Korea has expanded its renewable electricity generation as an effort to transform its economy into a low-carbon one. Korean energy policies—publicized in the 9th Basic Plan for Long-term Electricity Supply and Demand (BPE) (2020) [1], 2050 Carbon neutral strategy (2020) [2], the 8th Basic Plan for Long-term Electricity Supply and Demand (2017) [3], and the 3rd Korea Energy Master Plan (2019) [4]—seek to increase the proportion of renewable electricity generation.
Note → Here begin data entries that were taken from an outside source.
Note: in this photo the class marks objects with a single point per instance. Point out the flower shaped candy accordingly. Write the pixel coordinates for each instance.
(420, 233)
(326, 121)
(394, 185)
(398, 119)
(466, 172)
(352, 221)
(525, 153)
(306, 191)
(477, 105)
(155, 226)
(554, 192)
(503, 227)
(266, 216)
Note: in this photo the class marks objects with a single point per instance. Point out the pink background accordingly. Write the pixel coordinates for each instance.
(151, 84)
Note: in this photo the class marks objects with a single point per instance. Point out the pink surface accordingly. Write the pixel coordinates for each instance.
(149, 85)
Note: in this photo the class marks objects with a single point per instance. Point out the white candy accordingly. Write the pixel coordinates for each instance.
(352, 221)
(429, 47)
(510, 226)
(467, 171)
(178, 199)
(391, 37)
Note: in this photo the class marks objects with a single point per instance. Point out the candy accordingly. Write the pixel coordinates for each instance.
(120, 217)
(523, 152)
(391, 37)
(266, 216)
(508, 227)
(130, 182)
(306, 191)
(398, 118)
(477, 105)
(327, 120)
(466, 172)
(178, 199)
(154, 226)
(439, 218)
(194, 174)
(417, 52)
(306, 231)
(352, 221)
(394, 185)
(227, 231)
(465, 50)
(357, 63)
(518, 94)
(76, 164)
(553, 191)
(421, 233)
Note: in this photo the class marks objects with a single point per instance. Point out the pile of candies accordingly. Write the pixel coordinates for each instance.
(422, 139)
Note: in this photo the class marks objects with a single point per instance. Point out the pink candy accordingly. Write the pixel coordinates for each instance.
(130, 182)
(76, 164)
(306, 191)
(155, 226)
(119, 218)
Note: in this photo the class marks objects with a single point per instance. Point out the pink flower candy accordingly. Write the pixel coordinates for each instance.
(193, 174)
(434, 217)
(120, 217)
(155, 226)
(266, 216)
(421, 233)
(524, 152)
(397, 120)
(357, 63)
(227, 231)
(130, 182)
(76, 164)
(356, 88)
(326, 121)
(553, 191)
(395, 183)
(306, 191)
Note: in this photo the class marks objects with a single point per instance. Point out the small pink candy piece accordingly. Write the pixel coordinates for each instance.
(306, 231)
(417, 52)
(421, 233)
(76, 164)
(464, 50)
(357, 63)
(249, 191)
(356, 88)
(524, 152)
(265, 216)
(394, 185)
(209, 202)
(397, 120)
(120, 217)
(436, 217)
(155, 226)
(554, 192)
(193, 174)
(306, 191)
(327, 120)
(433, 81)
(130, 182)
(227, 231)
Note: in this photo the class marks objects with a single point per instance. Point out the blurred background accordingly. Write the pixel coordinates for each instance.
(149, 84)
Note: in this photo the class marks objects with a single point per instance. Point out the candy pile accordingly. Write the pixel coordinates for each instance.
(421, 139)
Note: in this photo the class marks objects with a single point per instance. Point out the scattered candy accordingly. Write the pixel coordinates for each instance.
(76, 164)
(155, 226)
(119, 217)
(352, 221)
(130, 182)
The direction of these policies has been to reduce thermal and nuclear power generation and to increase renewable electricity generation for a safe and environmentally friendly energy system.
First mentioned in the 8th BPE, the target for CO2 emissions in the electricity generation sector was 237 million tons in 2030, a reduction of 26.4% compared to the BAU of 322 million tons. The 9th BPE proposed a target of 192.6 million tons of greenhouse gas emissions in 2030, a reduction of 23.6% compared to the previous target of 237 million tons. To achieve the target, the Korean government is considering various measures, including decommissioning aging coal generators and fuel conversion from coal to liquefied natural gas (LNG) generation. Additionally, reflecting the Green New Deal policy (2020) [5], the renewable supply target by 2025 has been raised. Moreover, a generation cap on operating coal power plants was enforced.
In October 2020, President Moon declared that the country would aim to reach carbon neutrality by 2050. In May 2021, Moon declared that a more ambitious target would be announced at the COP26 climate change conference in Glasgow in November 2021 in response to criticism about the country’s lack of ambition in terms of emissions reduction. Finally, the Korean government submitted its update of the first NDC [6]. Figure 1 shows historical GHG emissions, emission target at NDC, and emission trajectory up to 2050 carbon neutrality. The updated target is to reduce total national GHG emissions by 40% from the 2018 level by 2030. In the revised plan, the GHG emissions target in the power generation sector was changed from 192.6 million tons to 149.9 million tons in 2030. To achieve this goal, the government suggested some measures that included reducing oil and coal power generation, expanding renewable energy generation, and introducing ammonia co-firing.
The new NDC reflects the strong will of the government to reduce GHG emission. However, it is a very difficult task because Korea has an industrial structure with a high proportion of manufacturing. Moreover, as the NDC was set assuming linear reduction pathways from 2018 to 2050 net-zero, the time is quite short to achieve the target.
In some previous studies [7,8,9,10,11,12,13], GHG emission mitigation targets and the plans of Korea were reviewed. However, most of them focused on mid- and long-term views, using top-down approaches that consider the energy, industry, building, transportation, agriculture, livestock farming and fisheries, and waste sectors to review the nation’s total GHG emissions. Additionally, they did not focus on the electricity sector and did not reflect the latest policies.
The GHG reduction target in the electricity sector of the government’s plan would need to be quite aggressive, so it is essential to research whether it can be achieved in the short term. Thus, from this point of view, our article organizes several scenarios on energy mix and forecasted load demand considering the government’s latest plans to evaluate the potential GHG emission reduction in the electricity sector and analyzes scenarios to discover whether the GHG reduction target of the electricity sector will be achievable in the short to mid-term by using deterministic production simulations. The simulations were run in the PLEXOS [14], a commercial model developed by Energy Exemplar for electricity market simulation. It is not open source; however, it has been used for a wide range of analyses [15,16,17,18,19,20,21,22] by utilities and researchers alike. This study tried to derive policy implications for supply and demand and generation mix. In addition, we reviewed the feasibility of Korean GHG emission target and suggested several alternatives for achieving the GHG emissions target.
The rest of this paper is organized as follows. Section 2 explains the simulation model, the methodology and the database structuring, which are used to evaluate GHG emissions. Additionally, we build several scenarios considering electricity demand, power plant construction plan, and the level of renewable penetration. Section 3 evaluates CO2 projections, generation mix, and total costs by scenarios. Conclusions and suggestions are discussed in Section 4.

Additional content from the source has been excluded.